Merge "Add a shard key"

2022-12-14 16:22:33 +00:00 · 2022-12-14 16:22:33 +00:00 · 86277449b6
parent 08a53c95b9 7051899ef0
commit 86277449b6
1 changed files with 516 additions and 0 deletions
--- a/specs/approved/shard-key.rst
+++ b/specs/approved/shard-key.rst
@ -0,0 +1,516 @@
+..
+ This work is licensed under a Creative Commons Attribution 3.0 Unported
+ License.
+
+ http://creativecommons.org/licenses/by/3.0/legalcode
+
+======================
+Shard Key Introduction
+======================
+
+https://storyboard.openstack.org/#!/story/2010378
+
+After much discussion and attempts to remedy the scalability issues with
+``nova-compute`` and its connection to Ironic in large scale deployments,
+and upon newly discovered indicators of ``networking-baremetal`` having a
+similar scaling issue, the community has started to reach an agreement on
+a path forward. Specifically, to introduce a sharding model which would
+allow API consumers to map and lock on to specific sets of baremetal nodes,
+regardless of if the relationship is semi-permanant or entirely situational.
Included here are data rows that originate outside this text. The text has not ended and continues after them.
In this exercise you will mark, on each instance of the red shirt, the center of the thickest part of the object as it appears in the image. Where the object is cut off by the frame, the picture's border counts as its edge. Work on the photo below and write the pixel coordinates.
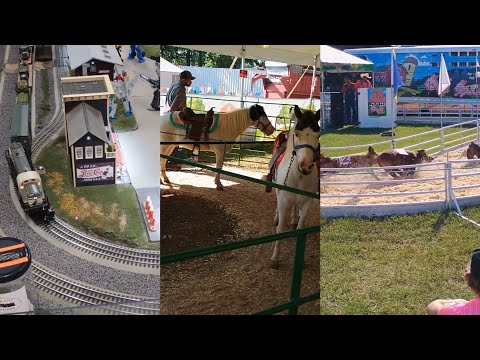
(362, 84)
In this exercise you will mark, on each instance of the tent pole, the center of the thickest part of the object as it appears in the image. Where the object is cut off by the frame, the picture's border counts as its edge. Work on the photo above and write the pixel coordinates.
(242, 79)
(313, 81)
(322, 90)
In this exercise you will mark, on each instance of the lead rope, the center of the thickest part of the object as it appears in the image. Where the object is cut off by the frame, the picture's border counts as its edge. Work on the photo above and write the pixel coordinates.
(291, 161)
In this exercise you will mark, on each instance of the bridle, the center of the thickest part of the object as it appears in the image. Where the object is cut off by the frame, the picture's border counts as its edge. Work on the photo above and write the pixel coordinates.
(316, 152)
(259, 122)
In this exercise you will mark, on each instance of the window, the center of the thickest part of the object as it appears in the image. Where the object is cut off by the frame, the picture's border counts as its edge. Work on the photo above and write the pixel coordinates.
(78, 153)
(88, 152)
(98, 151)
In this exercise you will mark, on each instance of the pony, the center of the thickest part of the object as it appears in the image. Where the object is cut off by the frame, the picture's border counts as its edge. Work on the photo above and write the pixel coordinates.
(473, 150)
(225, 127)
(298, 170)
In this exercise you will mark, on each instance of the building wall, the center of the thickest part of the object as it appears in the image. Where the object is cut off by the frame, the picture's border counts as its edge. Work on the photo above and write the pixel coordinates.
(420, 69)
(101, 68)
(88, 167)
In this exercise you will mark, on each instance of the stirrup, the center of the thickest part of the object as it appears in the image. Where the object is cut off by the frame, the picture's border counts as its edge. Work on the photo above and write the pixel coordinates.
(268, 188)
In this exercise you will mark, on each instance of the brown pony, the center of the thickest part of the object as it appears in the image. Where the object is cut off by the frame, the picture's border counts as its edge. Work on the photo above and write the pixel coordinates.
(350, 161)
(399, 157)
(473, 150)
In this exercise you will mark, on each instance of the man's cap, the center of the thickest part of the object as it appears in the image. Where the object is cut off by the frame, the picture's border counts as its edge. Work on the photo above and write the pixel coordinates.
(186, 75)
(475, 265)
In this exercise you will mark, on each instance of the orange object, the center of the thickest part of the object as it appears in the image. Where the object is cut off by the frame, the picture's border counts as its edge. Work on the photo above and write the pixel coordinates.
(153, 225)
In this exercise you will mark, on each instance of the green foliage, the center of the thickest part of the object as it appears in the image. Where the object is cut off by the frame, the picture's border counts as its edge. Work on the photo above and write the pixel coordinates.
(151, 50)
(357, 136)
(123, 123)
(181, 56)
(45, 105)
(394, 265)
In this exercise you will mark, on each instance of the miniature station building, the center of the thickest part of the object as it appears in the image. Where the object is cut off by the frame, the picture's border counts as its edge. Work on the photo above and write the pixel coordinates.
(88, 133)
(93, 59)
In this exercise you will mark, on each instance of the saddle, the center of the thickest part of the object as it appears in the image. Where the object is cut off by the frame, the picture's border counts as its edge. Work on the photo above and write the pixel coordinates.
(197, 124)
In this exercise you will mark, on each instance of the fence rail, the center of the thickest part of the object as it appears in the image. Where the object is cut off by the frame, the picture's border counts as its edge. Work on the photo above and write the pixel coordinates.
(295, 300)
(465, 135)
(454, 176)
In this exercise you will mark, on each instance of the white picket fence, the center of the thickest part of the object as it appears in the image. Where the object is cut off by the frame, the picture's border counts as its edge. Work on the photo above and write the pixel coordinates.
(468, 131)
(373, 192)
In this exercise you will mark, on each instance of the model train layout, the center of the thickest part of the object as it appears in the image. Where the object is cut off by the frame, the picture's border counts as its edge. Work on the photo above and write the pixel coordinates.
(27, 180)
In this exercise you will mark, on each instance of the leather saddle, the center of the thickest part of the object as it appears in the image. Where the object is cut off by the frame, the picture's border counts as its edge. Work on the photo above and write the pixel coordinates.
(197, 125)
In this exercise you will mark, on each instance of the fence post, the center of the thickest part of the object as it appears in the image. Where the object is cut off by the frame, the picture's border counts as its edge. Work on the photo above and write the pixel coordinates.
(442, 136)
(297, 273)
(448, 184)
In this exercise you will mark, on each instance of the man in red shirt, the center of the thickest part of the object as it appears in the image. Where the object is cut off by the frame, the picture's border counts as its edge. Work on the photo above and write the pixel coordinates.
(350, 101)
(363, 82)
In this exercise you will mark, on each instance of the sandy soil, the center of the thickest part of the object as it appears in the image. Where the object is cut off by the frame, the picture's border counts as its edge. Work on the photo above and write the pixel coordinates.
(395, 187)
(194, 214)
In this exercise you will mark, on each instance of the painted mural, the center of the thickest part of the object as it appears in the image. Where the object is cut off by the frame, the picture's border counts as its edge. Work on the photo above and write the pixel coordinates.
(377, 99)
(420, 73)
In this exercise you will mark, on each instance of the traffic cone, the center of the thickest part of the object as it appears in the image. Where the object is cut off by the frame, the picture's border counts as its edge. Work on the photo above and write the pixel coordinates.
(153, 224)
(148, 204)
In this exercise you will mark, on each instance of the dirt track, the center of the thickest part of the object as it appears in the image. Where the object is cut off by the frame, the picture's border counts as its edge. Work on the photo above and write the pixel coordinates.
(195, 214)
(431, 171)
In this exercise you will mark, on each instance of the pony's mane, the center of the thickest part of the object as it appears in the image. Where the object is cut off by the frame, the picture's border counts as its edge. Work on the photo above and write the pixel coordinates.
(234, 122)
(307, 121)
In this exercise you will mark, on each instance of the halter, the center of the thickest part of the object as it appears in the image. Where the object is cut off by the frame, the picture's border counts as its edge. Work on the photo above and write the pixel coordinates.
(316, 152)
(264, 127)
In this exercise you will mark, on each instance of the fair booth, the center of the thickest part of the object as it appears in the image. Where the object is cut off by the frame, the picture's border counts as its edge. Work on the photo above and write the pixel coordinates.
(376, 108)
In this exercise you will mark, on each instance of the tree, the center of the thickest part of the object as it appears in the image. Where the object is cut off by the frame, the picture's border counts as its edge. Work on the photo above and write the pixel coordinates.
(182, 56)
(283, 117)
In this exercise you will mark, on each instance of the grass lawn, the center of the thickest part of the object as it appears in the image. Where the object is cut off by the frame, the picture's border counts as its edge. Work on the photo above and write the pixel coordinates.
(110, 211)
(394, 265)
(350, 136)
(151, 50)
(123, 123)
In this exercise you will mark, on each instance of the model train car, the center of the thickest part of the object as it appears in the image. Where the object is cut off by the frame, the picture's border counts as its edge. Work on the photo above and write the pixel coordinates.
(33, 199)
(20, 127)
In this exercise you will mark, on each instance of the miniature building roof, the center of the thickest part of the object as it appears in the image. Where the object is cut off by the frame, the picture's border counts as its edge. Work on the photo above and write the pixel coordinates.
(81, 54)
(84, 87)
(82, 119)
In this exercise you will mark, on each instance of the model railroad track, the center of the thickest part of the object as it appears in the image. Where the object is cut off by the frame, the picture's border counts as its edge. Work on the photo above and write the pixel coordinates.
(121, 254)
(94, 300)
(56, 123)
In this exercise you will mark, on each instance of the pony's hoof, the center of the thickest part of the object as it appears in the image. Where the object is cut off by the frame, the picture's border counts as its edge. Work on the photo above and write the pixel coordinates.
(274, 264)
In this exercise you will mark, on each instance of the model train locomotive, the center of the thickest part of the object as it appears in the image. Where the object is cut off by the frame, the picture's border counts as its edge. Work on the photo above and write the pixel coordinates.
(28, 182)
(33, 199)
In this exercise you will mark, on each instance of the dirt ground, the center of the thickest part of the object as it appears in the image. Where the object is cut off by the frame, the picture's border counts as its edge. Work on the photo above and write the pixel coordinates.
(194, 214)
(395, 187)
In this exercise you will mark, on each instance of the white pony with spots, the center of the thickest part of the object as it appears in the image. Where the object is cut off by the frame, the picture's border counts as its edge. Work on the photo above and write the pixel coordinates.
(298, 170)
(225, 127)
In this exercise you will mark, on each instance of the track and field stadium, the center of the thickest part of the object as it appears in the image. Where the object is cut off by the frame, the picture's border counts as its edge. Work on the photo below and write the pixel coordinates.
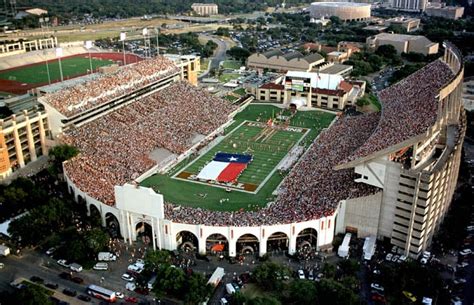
(146, 169)
(20, 79)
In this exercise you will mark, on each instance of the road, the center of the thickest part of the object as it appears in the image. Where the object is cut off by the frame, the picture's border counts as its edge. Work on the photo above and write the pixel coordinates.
(219, 53)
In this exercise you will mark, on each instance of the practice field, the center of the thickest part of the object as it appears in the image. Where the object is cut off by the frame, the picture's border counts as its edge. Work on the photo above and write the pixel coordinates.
(189, 193)
(38, 73)
(268, 146)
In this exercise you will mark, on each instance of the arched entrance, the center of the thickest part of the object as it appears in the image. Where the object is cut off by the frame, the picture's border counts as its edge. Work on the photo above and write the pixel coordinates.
(277, 242)
(187, 241)
(307, 240)
(247, 244)
(113, 226)
(217, 244)
(94, 214)
(144, 232)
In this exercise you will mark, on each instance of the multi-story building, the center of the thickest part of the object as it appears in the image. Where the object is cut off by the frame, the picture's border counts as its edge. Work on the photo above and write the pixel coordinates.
(23, 138)
(408, 24)
(190, 66)
(448, 12)
(415, 166)
(403, 43)
(205, 9)
(410, 5)
(276, 60)
(308, 89)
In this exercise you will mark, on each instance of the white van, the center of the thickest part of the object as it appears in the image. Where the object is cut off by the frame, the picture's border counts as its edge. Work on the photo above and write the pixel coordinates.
(223, 301)
(75, 267)
(101, 266)
(230, 288)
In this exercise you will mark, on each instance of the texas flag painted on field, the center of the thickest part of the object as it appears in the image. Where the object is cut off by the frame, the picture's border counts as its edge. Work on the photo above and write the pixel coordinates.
(225, 167)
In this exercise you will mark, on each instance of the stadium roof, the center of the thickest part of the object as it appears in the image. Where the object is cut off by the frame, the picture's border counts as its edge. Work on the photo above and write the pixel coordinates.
(318, 80)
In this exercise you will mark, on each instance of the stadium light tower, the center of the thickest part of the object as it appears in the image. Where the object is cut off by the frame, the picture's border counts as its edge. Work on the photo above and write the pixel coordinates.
(123, 36)
(88, 47)
(146, 40)
(59, 54)
(45, 53)
(157, 44)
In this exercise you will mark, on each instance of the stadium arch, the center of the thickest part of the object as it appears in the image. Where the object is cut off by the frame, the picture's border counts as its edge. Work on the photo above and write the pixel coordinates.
(278, 242)
(217, 243)
(187, 241)
(247, 244)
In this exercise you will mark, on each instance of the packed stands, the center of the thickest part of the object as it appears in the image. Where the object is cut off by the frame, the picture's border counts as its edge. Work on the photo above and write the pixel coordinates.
(114, 149)
(312, 189)
(126, 79)
(409, 108)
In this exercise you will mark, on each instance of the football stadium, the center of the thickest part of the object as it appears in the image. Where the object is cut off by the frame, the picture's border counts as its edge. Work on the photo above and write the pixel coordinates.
(24, 76)
(175, 166)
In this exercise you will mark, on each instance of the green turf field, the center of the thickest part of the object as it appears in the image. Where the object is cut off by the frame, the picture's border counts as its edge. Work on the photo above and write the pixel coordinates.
(268, 146)
(215, 198)
(39, 74)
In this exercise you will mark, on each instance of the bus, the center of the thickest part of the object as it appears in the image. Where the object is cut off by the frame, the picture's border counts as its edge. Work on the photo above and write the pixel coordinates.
(101, 293)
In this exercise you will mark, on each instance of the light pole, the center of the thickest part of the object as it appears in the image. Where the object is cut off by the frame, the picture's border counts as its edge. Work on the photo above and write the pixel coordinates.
(59, 54)
(123, 36)
(157, 44)
(47, 66)
(88, 47)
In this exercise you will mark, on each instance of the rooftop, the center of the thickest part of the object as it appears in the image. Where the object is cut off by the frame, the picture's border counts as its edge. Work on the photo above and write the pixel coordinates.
(409, 109)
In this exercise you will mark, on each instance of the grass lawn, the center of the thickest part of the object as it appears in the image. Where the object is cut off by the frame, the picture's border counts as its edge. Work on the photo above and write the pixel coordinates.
(231, 64)
(38, 73)
(208, 197)
(224, 78)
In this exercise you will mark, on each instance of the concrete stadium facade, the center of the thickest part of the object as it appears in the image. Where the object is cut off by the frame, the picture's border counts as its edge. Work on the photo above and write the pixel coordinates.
(346, 11)
(407, 209)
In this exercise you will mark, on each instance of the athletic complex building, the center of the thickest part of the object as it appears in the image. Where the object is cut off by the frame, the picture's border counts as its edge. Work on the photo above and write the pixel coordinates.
(390, 174)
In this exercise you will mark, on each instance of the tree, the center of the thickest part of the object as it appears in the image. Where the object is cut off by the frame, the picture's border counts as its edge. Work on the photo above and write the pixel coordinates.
(269, 276)
(302, 292)
(387, 50)
(197, 289)
(96, 240)
(238, 53)
(263, 301)
(155, 259)
(32, 295)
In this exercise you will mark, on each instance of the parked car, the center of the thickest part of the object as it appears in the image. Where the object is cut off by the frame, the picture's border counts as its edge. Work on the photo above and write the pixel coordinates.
(409, 296)
(69, 292)
(127, 277)
(65, 275)
(75, 267)
(53, 286)
(84, 298)
(131, 300)
(50, 251)
(36, 279)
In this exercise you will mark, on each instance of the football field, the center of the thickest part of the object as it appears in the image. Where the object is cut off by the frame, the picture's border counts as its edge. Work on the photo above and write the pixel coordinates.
(38, 73)
(267, 145)
(250, 135)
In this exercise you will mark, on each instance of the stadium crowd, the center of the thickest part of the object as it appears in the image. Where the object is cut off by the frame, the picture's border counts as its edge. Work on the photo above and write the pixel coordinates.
(313, 188)
(115, 148)
(73, 100)
(409, 114)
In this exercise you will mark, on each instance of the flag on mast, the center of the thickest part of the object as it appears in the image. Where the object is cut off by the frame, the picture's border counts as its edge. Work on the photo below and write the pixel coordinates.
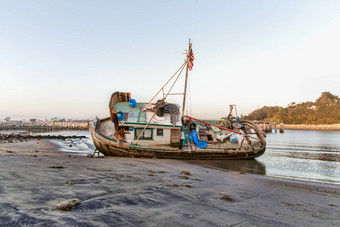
(191, 59)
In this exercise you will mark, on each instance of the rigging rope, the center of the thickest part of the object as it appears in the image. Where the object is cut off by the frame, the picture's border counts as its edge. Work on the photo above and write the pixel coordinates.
(162, 101)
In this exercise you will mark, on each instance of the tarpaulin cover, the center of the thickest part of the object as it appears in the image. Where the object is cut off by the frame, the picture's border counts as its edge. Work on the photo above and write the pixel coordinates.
(193, 137)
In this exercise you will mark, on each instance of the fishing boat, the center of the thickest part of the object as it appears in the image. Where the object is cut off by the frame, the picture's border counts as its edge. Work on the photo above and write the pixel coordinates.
(158, 129)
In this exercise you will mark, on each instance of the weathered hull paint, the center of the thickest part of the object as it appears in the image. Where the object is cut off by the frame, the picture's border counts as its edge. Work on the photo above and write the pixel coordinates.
(110, 147)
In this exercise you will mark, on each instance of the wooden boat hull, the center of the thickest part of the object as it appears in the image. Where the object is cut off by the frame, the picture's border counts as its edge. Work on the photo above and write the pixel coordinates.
(110, 147)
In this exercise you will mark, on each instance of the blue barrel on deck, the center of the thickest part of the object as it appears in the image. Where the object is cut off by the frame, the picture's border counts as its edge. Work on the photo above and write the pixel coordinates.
(120, 115)
(132, 103)
(233, 138)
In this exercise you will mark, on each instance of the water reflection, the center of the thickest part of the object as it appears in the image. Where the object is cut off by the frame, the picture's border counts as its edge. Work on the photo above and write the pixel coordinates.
(247, 166)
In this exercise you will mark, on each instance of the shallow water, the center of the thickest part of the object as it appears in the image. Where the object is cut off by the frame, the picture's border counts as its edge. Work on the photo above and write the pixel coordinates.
(307, 155)
(296, 154)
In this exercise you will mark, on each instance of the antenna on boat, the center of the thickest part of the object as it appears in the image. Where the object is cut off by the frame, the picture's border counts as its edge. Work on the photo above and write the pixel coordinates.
(189, 64)
(190, 58)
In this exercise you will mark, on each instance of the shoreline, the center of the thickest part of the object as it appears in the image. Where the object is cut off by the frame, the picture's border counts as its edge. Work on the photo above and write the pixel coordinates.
(323, 127)
(149, 192)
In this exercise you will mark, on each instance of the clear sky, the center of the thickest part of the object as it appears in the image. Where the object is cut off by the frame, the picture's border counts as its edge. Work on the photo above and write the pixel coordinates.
(65, 58)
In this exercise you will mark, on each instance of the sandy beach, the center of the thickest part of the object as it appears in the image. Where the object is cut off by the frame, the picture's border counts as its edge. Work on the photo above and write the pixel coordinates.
(112, 191)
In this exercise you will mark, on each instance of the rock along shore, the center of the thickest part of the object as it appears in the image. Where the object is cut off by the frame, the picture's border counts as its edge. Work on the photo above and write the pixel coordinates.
(45, 126)
(312, 127)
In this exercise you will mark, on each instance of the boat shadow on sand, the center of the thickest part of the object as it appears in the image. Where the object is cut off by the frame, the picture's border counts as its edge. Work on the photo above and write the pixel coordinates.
(246, 166)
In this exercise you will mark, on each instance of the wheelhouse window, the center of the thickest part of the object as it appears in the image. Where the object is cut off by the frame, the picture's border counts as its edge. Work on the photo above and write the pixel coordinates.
(146, 135)
(159, 132)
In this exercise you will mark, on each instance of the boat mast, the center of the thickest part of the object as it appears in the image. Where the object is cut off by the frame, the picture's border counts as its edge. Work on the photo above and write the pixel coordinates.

+Only the consumer of the information performing processing can make that
+determination, and it is up to Ironic to try and provide the substrate
+capabilities to efficiently operate against its API.
+
+Problem description
+===================
+
+The reality is Ironic can be used at some absurd scales in the hundreds of
+of thousands of baremetal nodes, and while *most* operators of Ironic either
+run multiple smaller distinct Ironic deployments with less than 500 physical
+machines, some need a single deployment with thousands or tens of thousands
+of physical nodes. At increased scales, external operations polling ironic,
+generally struggle to scale at these levels. It is also easy for
+misconfigurations to be made where performance can become degraded,
+which is because the scaling model and limits are difficult to understand.
+
+This is observable with the operation of Nova's Compute process when running
+the ``nova.virt.ironic`` driver. It is operationally easy to get into
+situations where one is attempting to support thousands of baremetal nodes,
+with too few ``nova-compute`` processes. This specific situation leads to
+the process attempting to take on more work than it was designed to handle.
+
+Recently we discovered a case, while rooted in misconfiguration, where the
+same basic scaling issue exists with ``networking-baremetal`` where it is
+responsible for polling and updating physical network mappings in Neutron.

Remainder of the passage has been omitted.